Joe Schaefer writes:
> > experience, the only way to build large scale systems is with
> > stateless, single-threaded servers.
>   ^^^^^^^^^^^^^^^^^^^^^^^^^^^^^^^^^^
>
> Could you say some more about what you mean by this?  Do you mean
> something like
>
>   "use a functional language (like Haskell or Scheme), rather
>    than an imperative language (like C, Java, Perl ...)",

Not exactly, but this is an interesting topic.

> or are you talking more about the application's platform and design
> (e.g. http://www.kegel.com/c10k.html )?

This article addresses path length, which is the "single-threaded"
part.  Scalability is not addressed.  Both parts are important to
understand when you build enterprise systems.

I changed the subject to Neo-Classical Transaction Processing which is
the way I look at web applications.  If you'll bear with me, I can
explain the Neo and Classical parts with a picture.  Here's a
classical transaction processing system:

    T                                                          ______
    e      +----------------+      +--------------+           /      \
    r -----|                |------|              |-----------\______/
    m      |  Transaction   |      |  +--------------+        |      |
    i -----|    Monitor     |---------|              |--------|      |
    n      |                |      |  |  +--------------+     |  DB  |
    a -----|                |------------|              |-----|      |
    l      |                |      |  |  |   Custom     |     |      |
    s      +----------------+      +--|  |   Servers    |     |      |
                                      |  |              |     |      |
                                      +--|              |     |      |
                                         |              |     \______/
                                         +--------------+


Now here's a a typical (large) Apache/mod_perl setup (Neo-Classical):

                                                               ______
    B      +----------------+      +--------------+           /      \
    r -----|                |------|              |-----------\______/
    o      |    Apache      |      |  +--------------+        |      |
    w -----|   mod_proxy    |---------|              |--------|      |
    s      |                |      |  |  +--------------+     |  DB  |
    e -----|                |------------|              |-----|      |
    r      |                |      |  |  |   Apache     |     |      |
    s      +----------------+      +--|  |   mod_perl   |     |      |
                                      |  |              |     |      |
                                      +--|              |     |      |
                                         |              |     \______/
                                         +--------------+

The browsers are connected to a fast IP router(s), equivalent to
yesteryears I/O processor.  The mod_proxy servers are simple switches,
just like the TM.  (Unlike the TM, front-ends don't manage the
transactions.)  It's usually a given that the front-ends are
stateless.  Their job is dynamically routing for load-balancing and
reliability.  They also serve icons and other stateless files.  If a
front-end crashes, the IP router ignores it and goes to another
front-end.  No harm done.  The IP router also balances the load,
something that isn't provided by classical I/O processors.

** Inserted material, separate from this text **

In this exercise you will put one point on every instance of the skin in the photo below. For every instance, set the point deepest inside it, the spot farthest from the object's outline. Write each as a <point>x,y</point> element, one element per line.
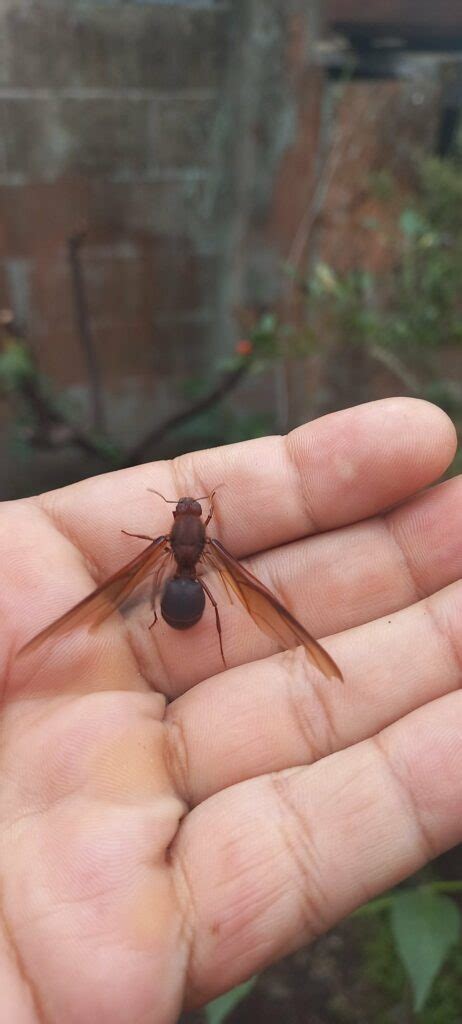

The mod_perl servers are the work horses, just like the custom
servers.  In a classical OLTP system, the customer servers are
stateless, that is, if a server goes down, the TM/mod_proxy server
routes around it.  (The TM rollsback any transactions and restarts the
entire request, which is interesting but irrelevant for this
discussion.)  If the work servers are fully loaded, you simply add
more hardware.  If all the servers are stateless, the system scales
linearly, i.e. the number of servers is directly proportional to the
number of users that can be served.

That's the stateless part.  Threading is the other issue.  Should the
servers (mod_proxy or mod_perl) be threaded.  In classical OLTPs, the
work servers are single threaded (as in one request at a time) and the
TM handles multiple simultaneous requests, but isn't "multi-threaded"
(in the Java sense).

The work server can be thought of as a resource unit.  Usually it
represents a fair bit of code and takes up a chunk of memory.  It can
only process so many requests per unit time.  If the work server is
multi-threaded, it is harder to manage resources and configure for
peak load.  In the single threaded model, each work server (process)
is a reservation for the resources it needs for one request.  In a
multi-threaded model, the resource reservations are less clear.  It
might have a shared database connection pool or it might have two
simultaneous requests which need more memory.  The meaning of capacity
becomes fuzzy.  If the whole multi-threaded server ever has to wait on
a single shared resource (e.g. the garbage collector), all
simultaneous requests in progress lose.  This doesn't happen if the
work servers are single threaded, i.e. "shared nothing".  You can
easily model the resources required to process a request and no
request has to wait on another, except to get CPU.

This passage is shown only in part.